Итак, изложенное выше позволяет сказать о том, что у карелов существовали свои способы и средства лечения заболеваний. Такие универсальные способы, как массаж и баня, а также применение комбинированных лекарств животного и растительного происхождения были весьма характерны для их народной медицины. Вместе с тем многовековое общение с соседними народами, особенно с русским, оказало наиболее значительное воздействие на формирование культуры карелов, в том числе и на практику врачевания. В частности, знания о целебных свойствах многих лекарственных трав карелы вполне могли перенять от русских соседей. В то же время русское влияние на карельскую народную медицину вряд ли было односторонним. Но крайне слабая изученность народных способов в средств лечения у русского населения Карелии не позволяет пока сделать какие-либо конкретные выводи В настоящее время большинство народных средств лечения у карелов, в сущности, остались в прошлом. О некоторых из них помнят лишь женщины пожилого возраста, которые, кстати, предпочитают лечиться в медицинских учреждениях.
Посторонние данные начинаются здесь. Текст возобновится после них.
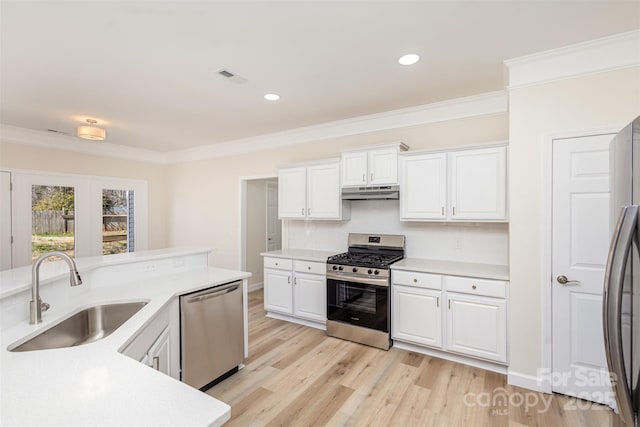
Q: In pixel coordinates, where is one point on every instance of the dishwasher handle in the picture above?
(212, 293)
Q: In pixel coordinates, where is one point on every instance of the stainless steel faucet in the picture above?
(36, 306)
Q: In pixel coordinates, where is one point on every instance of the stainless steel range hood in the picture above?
(384, 192)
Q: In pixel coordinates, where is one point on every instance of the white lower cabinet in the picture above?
(417, 316)
(467, 316)
(296, 288)
(477, 326)
(158, 344)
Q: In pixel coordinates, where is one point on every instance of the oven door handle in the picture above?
(363, 280)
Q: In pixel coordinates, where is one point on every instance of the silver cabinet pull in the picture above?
(564, 281)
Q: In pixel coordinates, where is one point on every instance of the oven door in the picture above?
(358, 304)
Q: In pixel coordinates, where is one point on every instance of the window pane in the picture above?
(52, 220)
(117, 222)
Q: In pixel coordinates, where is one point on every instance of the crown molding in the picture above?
(18, 135)
(594, 56)
(477, 105)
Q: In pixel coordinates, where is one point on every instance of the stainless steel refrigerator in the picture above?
(621, 304)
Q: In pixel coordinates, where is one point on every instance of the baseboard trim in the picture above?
(482, 364)
(255, 287)
(304, 322)
(530, 382)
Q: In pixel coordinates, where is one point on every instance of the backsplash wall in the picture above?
(485, 243)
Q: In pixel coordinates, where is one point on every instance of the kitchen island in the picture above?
(95, 384)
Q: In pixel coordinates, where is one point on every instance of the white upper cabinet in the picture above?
(463, 185)
(292, 193)
(423, 185)
(311, 192)
(373, 166)
(478, 184)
Действительно, в Карелии, начиная с 1920-х, а еще более с 1930-х гг. отношение к народным средствам и способам лечения стало резко меняться. Происходило это, во-первых, потому что успехи народного образования и здравоохранения сильно подорвали веру людей в своих целителей, а, во-вторых, непримиримая борьба против религии и знахарства (как одной из форм ее проявлений) приучала людей, особенно молодое поколение, видеть в традиционном врачевании не просто вредное, но даже преступное занятие. Пользоваться услугами знахарей стало неприлично для пациента, и что еще хуже - опасно для целителя. Даже в 1960-1970-х гг. мы нередко наталкивались на пережитки подобного страха в сознании пожилых карелов: как только разговор переходил на тему знахарства, они отвечали уклончиво или сразу, как бы в шутку, спрашивали: "А в тюрьму не посадят?".
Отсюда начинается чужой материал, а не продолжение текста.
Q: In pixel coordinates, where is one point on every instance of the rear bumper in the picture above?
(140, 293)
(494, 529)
Впрочем, приоритет гонителя знахарей в Карелин принадлежит не воинствующим атеистам и не сторонникам чисто научной медицины (которая почему-то называется "традиционной", хотя традиции народной медицины на много тысячелетий древнее!), кх предшественниками оказались служители и защитники православной церкви. Отношение духовенства к народным целителем вполне ясно выразил, например, Е.В.Барсов: "Эти простые люди, - писал он о жителях Олонецкой губернии, - прежде чем ищут благодатного врачевания у святых, к сожалению, обращаются к разным снадобьям и наговорам знахарей, которых в Обонежье многое множество"10
В словах Е.В.Барсова нетрудно найти причину враждебного отношения церкви к народным целителям, которые лечат подозрительными "разными снадобьями" и наговорами, и, следовательно, врачующая сила у них, вероятно, исходит не от божественной благодати, а от "нечистого". И все же карельские знахари вплоть до XX в. продолжали служить своему народу, поскольку сохранялась потребность в них. Только единый фронт воинствующих атеистов и медработников добился быстрой и решительной победы над "невежественными колдунами-шарлатанами", каковыми были объявлены знахари.
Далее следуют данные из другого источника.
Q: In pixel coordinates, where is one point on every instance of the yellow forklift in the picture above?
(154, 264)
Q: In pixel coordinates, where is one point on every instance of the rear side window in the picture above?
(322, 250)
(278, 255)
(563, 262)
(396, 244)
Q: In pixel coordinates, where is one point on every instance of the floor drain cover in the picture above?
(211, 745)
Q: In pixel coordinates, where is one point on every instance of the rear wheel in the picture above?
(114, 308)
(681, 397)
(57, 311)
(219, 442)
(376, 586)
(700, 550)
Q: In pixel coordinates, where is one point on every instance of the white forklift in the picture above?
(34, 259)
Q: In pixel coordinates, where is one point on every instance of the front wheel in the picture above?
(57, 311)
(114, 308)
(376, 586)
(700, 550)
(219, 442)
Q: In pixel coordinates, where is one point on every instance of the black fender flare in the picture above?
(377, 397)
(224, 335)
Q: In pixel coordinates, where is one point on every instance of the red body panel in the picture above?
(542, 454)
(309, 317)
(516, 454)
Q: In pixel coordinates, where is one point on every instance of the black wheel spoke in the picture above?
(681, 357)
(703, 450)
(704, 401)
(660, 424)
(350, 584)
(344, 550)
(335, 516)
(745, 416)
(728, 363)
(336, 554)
Попытаемся, справедливости ради, несколько подробнее раскрыть основное содержание традиционного карельского знахарства с его наиболее специфическими чертами (о некоторых особенностях уже написала Р.Ф.Никольская в своем разделе статьи).
Прежде всего следует, видимо, снять с карельских знахарей незаслуженные обвинения в том, что в своей лечебной практике они якобы опирались на помощь "нечистой силы". Конечно, мировоззрение карельского крестьянства в начале XX в. еще сохраняло в своей основе традиционную систему практических знаний и религиозно-магических представлений, причем религия выполняла довольно прагматическую роль: она объясняла и освящала многовековой опыт познания мира, природы и человека, закрепляя весь этот опыт в народную науку жизни. Таким образом, накопленный за многие тысячи лет народный опыт врачевания и самолечения закреплялся большей частью в виде лечебной магии со всеми ее традиционными методами и средствами - как рациональными (лекарственные травы), так и иррациональными (амулеты, заговоры и т.п.).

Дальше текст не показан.